Greenwater Tank Culture of Tilapia with the Effluent Used as a Source of Water and Nutrients for Terrestrial Crops
Construction of tanks was delayed because of deficiencies in liner material manufacture. Establishing a 1% slope of the tank floor and construction of the concrete block walls was completed. The liner came from the manufacturer with significant defects and was replaced. Construction of one tank was completed by midyear 2002. This tank was filled with water and stocked with tilapia. They are fed twice daily and sludge removed once daily. They are growing at a rate of 2.0 grams/day. The construction and installation techniques learned to build this tank will facilitate the construction of other tanks for the SARE project.
- Discover if greenwater tank culture production characteristics revealed in experimental units will be duplicated on a commercial scale.

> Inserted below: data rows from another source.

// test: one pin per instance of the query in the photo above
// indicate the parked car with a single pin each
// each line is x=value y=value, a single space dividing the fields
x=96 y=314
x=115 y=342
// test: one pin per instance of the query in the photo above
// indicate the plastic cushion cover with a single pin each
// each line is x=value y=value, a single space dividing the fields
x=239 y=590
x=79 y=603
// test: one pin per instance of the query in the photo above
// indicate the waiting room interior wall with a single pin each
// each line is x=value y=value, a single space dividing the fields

Determine quality, quantity and value of terrestrial crops produced with greenwater sludge as a water and nutrient source.
Ascertain the economic viability and environmental sustainability of this integrated production technology.

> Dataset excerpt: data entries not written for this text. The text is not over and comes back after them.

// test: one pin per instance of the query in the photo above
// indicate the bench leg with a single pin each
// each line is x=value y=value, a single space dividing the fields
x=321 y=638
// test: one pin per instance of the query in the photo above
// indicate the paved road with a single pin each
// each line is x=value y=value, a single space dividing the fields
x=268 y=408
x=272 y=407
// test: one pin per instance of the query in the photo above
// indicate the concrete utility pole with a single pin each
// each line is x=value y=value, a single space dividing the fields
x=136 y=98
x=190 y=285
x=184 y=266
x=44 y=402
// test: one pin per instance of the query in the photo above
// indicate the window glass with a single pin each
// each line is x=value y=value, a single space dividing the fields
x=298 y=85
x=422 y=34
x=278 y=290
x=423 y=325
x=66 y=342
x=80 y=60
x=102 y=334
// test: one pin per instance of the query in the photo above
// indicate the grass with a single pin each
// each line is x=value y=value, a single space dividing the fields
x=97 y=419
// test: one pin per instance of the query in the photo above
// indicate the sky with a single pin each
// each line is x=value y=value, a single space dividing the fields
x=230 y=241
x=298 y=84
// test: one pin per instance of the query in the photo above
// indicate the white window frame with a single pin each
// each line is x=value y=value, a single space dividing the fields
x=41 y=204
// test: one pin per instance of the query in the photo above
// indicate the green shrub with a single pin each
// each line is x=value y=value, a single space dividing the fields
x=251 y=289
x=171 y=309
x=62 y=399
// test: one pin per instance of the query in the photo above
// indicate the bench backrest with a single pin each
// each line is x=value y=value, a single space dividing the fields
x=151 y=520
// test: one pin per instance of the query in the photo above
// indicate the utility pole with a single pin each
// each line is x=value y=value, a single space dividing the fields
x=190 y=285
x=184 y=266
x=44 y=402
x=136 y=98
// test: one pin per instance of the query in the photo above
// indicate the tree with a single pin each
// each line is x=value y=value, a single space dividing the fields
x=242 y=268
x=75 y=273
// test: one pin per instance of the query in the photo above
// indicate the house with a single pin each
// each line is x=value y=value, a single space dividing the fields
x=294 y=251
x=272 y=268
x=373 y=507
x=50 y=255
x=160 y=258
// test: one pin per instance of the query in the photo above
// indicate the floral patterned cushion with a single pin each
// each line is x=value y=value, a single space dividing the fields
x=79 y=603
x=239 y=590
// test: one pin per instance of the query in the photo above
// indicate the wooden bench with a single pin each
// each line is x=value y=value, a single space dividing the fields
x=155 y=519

One of three greenwater tanks was constructed, filled with water and stocked with fish. The construction of this tank took 2 years. A long process of evaluating materials and methods for constructing the tank accounts for this long period. Now that the best materials and techniques have been selected the construction of the 2 tanks on participating farmer’s land will be much more quickly accomplished. Problems encountered related to the grading of the tank floor, installation of the center cone and the modification of the HDPE liner to connect to the cone and to lie flat on the tank floor.

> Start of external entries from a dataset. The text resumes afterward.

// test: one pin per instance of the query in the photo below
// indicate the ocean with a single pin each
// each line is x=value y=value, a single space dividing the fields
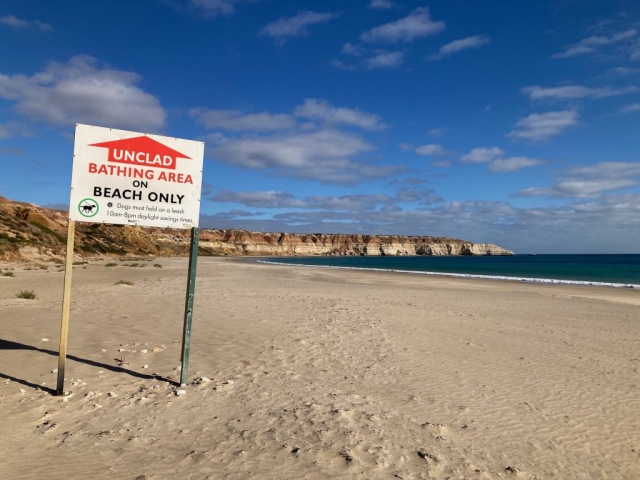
x=604 y=270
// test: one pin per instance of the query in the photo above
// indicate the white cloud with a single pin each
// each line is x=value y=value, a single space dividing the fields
x=541 y=126
x=265 y=199
x=384 y=59
x=634 y=107
x=18 y=23
x=610 y=170
x=416 y=25
x=442 y=163
x=482 y=155
x=431 y=149
x=285 y=28
x=235 y=120
x=624 y=71
x=352 y=49
x=81 y=91
x=321 y=110
x=578 y=188
x=536 y=92
x=438 y=132
x=462 y=44
x=591 y=181
x=592 y=44
x=13 y=129
x=382 y=4
x=325 y=156
x=210 y=8
x=513 y=163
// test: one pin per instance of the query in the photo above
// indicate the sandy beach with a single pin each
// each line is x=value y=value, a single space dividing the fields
x=317 y=373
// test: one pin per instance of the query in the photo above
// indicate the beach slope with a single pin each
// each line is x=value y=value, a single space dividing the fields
x=317 y=373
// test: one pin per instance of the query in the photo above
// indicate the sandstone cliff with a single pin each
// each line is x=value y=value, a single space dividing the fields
x=32 y=233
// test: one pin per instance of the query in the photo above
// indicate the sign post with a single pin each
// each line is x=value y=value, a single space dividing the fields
x=188 y=305
x=66 y=306
x=130 y=178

The graded soil floor of the tank needed to be sloped to the center. Several materials were attempted to make a smooth sloping surface. Soil cement, sand and sifted soil were all used. Of primary concern was to make an evenly sloped bottom without dips or areas where water or solids could puddle. Soil cement was first used because it would create a firm surface that would not compact. However the soil cement itself was rough surfaced and it was apparent that stone chips in the cement could puncture the liner material. It was removed. Sand was used because it could be compacted easily but the cost to do the entire bottom became prohibitive. Finally, sifted soil was used and compacted by with a plate compactor. Soil is one-third the cost of sand but had additional labor associated with the installation as it needed to be sifted and compacted.
The HDPE liner came from the manufacturer with many defects in the seam between the tank floor and the side walls. The defects were repaired with tape supplied by the manufacturer. The liner was ordered with a center cone of HDPE which also had significant defects. The HDPE cone was removed and a fiberglass cone was purchased and used in its place. Special industrial tapes had to be identified and purchased which would adhere to both the fiberglass cone and the HDPE liner.
The tank walls were constructed with knockout blocks, rebar and poured concrete. This was the simplest component of the tank to build.
The tank was filled with both well water and acclimated greenwater from existing culture tanks. It was stocked with 4,000 62 gram male tilapia. They have been fed ad libitum twice daily and sludge taken once daily. Two surface aerator have been operating, one vertically to aerate the water and one horizontally to circulate the water around the tank. Sludge that accumulates in the center cone is removed once daily and is stored in a containment pond. This sludge can be used for fertilization of vegetable crops.
The nitrifying bacteria involved in the suspended growth processes, which maintain water quality, take some time to develop into sustainable cultures. The acclimation period to develop viable cultures of nitrifying bacteria in the water column and on the tank surfaces was completed and a production schedule initiated. Tilapia fingerlings (62 grams/fish) were stocked and have grown to 214 grams in 76 days. A growth rate of 2.1 g/day.
Two more tanks will be built and stocked with fish for commercial production. Vegetable plots will be established near each of the 3 tanks and irrigated with sludge removed from the systems. Evaluation of systems’ commercial potential will be made.
Impacts and Contributions/Outcomes
Local farmers will benefit from this system because the dual use of water for both aquaculture and horticulture reduces their costs. The reclaimed nutrients from fish waste reduce the need for inorganic fertilizers and reduce those costs. Application of fish sludge to vegetable crops eliminates their discharge into local streams and any associated environmental impact that would result. A local non-profit group “Farmers in Action” is anxious for the results of this work.